Every year, on the Wednesday of the 9th week of Hilary Term, the University admits its new Proctors and Assessor to office. These are senior officers of the University, responsible for scrutiny and discipline, whose role is to oversee student matters and uphold the University’s statutes and policies. The two Proctors (a Senior Proctor and a Junior Proctor) and the Assessor are selected from the fellows of three colleges (one for each) on a rota basis and each officer holds their position full-time for 12 months.
The role of the Proctor is ancient. First referred to in 1248, the two Proctors were the principal officers of the University, along with the Chancellor. They were responsible for discipline and order, both in terms of academic studies and conduct. At first the Proctors were chosen from among the fellows of colleges, one Proctor for each of the two ‘nations’ into which the University was divided at that time. The Senior Proctor was chosen by the ‘southerners’ and the Junior Proctor by the ‘northerners’. The procedure for their election was complex until 1574 when they began to be elected annually by Convocation (the body of MAs of the University at that time). This lasted until the early seventeenth century when, following a number of rigged elections and some chaotic and pretty violent meetings of Convocation, a new way of selecting the Proctors had to be devised.

The Proctorial cycle, instituted in 1628 at the initiative of King Charles I and the Chancellor of the University, William Laud, established the basis of the current system of selecting the Proctors from each college in turn. Drawn up by two mathematicians, the prearranged order (at that time spanning 23 years) was designed to avoid the conflict of recent years and ensure that the larger colleges didn’t dominate the process (although they did have more frequent turns).
The new cycle came into effect in 1629 and ten full cycles had been completed by the time a new cycle was introduced in 1859. Later amendments have since been made to the cycle to incorporate new colleges and halls; and from 1960 the women’s colleges were permitted to elect a Representative, now known as the Assessor. The Assessor was formally incorporated into the Proctorial cycle in 1978.

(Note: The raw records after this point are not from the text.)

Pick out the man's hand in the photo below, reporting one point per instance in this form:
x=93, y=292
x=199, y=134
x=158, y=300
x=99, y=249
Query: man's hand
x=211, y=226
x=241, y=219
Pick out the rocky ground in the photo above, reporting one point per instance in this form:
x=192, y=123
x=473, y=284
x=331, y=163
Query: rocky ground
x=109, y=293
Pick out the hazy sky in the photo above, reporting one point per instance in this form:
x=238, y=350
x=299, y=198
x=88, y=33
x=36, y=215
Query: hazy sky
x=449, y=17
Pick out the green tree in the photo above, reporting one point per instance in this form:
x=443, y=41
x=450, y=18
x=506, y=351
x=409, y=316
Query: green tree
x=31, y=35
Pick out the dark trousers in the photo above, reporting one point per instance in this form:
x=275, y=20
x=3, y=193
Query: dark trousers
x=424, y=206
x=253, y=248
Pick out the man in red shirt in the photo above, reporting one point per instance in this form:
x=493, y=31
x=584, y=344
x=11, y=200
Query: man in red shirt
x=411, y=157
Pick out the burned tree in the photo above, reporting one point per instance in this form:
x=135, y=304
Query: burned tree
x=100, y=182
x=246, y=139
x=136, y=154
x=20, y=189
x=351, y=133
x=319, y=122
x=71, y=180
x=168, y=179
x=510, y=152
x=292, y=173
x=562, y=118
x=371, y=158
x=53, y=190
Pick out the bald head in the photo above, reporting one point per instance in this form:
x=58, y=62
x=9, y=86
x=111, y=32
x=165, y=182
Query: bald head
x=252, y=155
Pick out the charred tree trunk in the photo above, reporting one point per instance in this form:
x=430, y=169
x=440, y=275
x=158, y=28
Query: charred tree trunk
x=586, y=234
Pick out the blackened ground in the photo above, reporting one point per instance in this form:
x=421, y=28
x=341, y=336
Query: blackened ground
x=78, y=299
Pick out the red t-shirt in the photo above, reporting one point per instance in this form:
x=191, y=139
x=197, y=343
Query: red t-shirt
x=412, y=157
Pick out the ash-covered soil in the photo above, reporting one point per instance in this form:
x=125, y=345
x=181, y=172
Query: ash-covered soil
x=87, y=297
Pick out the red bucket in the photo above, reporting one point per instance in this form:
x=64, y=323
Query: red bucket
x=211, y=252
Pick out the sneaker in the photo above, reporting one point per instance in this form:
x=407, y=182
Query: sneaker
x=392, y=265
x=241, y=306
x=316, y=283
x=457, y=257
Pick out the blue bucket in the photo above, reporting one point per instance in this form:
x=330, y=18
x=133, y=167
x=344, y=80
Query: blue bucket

The incoming Proctors and Assessor are admitted to office each March at a ceremony held, in recent years, in the Sheldonian Theatre. Due to the pandemic, the 2020 ceremony took place without an audience, and the 2021 ceremony was held online. This year’s admission ceremony, on Wednesday 16 March, is the first to be held in person and in full for three years.

As part of the ceremony, the incoming Proctors place their hands on two ancient volumes of University statutes while they swear their oaths of office. These are copies of the 1636 Laudian Statutes held in the University Archives. The Laudian Statutes, so named because their compilation took place under the Chancellorship of William Laud, represented a watershed moment in the history of the University: it was the first time that all the University’s statutes and regulations had been brought together and recorded in one place. They remained at the heart of University governance for several centuries.
The copies of the statutes used in the ceremony were specially made in 1636 for the Senior and Junior Proctors. They were to be their personal copies, handed down from Proctor to Proctor as the most important tool for their job. They have recently been handsomely recovered in leather wrappers, fit for their ceremonial role. The statutes are personally escorted to and from the ceremony each year by staff of the University Archives.
The statutes are of course no longer current, but along with a bunch of historic keys which is handed to the Proctors during the ceremony, they are symbols of the ancient but continuing power which the Proctors hold within the University.